It has been greater than three years because the Paravur Handloom Weavers’ Cooperative Society in Ernakulam district had a good sale. “The production is going on as usual and we have never failed to pay our weavers on time. We have managed so far with borrowed money. But now, we are at a dead end,” mentioned Priyadarshini M.B., secretary of the Society.
Every weavers’ cooperative society within the State has the same story to narrate, and most of them are on the verge of shutdown due to the uncertainty forward. The two floods and the year-long COVID-induced disaster have taken their toll on each sector of life. But, the handloom sector, which confronted a number of issues earlier than the crises started, is likely one of the worst-affected.

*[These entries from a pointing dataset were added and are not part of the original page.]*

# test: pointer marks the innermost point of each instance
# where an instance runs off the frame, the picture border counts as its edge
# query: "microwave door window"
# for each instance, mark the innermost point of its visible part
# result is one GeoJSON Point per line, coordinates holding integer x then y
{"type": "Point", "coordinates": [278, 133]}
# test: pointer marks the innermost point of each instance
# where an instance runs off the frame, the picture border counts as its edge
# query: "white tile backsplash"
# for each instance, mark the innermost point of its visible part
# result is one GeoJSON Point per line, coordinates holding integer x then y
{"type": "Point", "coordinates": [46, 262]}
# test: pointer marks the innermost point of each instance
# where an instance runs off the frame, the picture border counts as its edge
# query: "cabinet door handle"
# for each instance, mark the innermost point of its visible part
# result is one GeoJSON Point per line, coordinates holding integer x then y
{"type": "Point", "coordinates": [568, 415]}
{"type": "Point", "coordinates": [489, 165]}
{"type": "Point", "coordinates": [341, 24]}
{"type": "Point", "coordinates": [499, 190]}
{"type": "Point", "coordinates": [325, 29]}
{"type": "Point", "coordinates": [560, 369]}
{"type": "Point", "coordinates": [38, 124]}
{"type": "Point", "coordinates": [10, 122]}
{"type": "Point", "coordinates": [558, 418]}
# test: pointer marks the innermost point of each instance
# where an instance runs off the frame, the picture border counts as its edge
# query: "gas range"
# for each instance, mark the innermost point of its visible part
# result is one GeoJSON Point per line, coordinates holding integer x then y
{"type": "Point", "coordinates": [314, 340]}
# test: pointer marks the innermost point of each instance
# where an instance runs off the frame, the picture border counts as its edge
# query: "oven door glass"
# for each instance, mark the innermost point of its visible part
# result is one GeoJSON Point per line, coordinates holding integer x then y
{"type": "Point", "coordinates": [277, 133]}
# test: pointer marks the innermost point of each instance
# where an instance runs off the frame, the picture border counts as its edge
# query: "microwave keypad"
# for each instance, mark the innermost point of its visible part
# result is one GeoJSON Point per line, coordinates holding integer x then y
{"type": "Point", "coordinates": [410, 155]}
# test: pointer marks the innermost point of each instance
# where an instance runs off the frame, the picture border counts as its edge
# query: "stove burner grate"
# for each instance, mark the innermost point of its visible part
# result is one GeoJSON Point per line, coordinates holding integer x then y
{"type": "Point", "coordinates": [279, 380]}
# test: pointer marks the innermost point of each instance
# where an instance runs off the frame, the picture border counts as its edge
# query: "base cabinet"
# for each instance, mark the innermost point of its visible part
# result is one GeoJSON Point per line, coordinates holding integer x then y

For most handloom societies within the State, aside from a number of flourishing via on-line sales and abroad clientele, 90% of sales occur throughout the 4 main competition seasons — Onam, Vishu, Ramzan, and Christmas — and thru seasonal gala’s organised in each district by the Industries Department. During the final three to 4 years, one unlucky circumstance or the opposite saved folks away from the seasonal markets, leading to a great deal of handloom textiles remaining unsold, driving the weavers and the societies to large money owed.
“The government has allotted 20% rebate for 52 days a year, encompassing the four seasons, and the sale of handloom products happens only during those days,” mentioned Ranjisha N., secretary of Kommeri Weavers’ Cooperative Society in Kozhikode. Besides the seasonal sale, it’s the authorities’s faculty uniform programme that retains the societies afloat.
With COVID-19 instances coming down, the weavers have begun making ready for the subsequent season, Onam. “We earn around ₹1 crore to ₹2 crore usually during the Onam sale every year. We made only 30% of it this Vishu. If we can make a good sale during the coming Onam season, we will be back on our feet,” mentioned Mahesh N., secretary of Kanhirode Weavers’ Cooperative Society in Kannur.
A superb sale can also be needed for the societies to transfer ahead. “Our raw materials are almost finished. We need to get more yarn from Tamil Nadu if we need to continue,” mentioned Ms. Priyadarshini.
Meanwhile, the Industries Department in each district is making efforts to maintain seasonal gala’s if the state of affairs is beneficial. “The weavers are good at production and always come with good stock. What they fail is on the marketing front and that is where we step in,” mentioned Abdul Rasheed Okay., Handloom Inspector hooked up to the District Industries Centre in Kozhikode. However, with fluctuating check positivity charges in most districts, the officers in addition to the weavers stay apprehensive in regards to the upcoming competition season.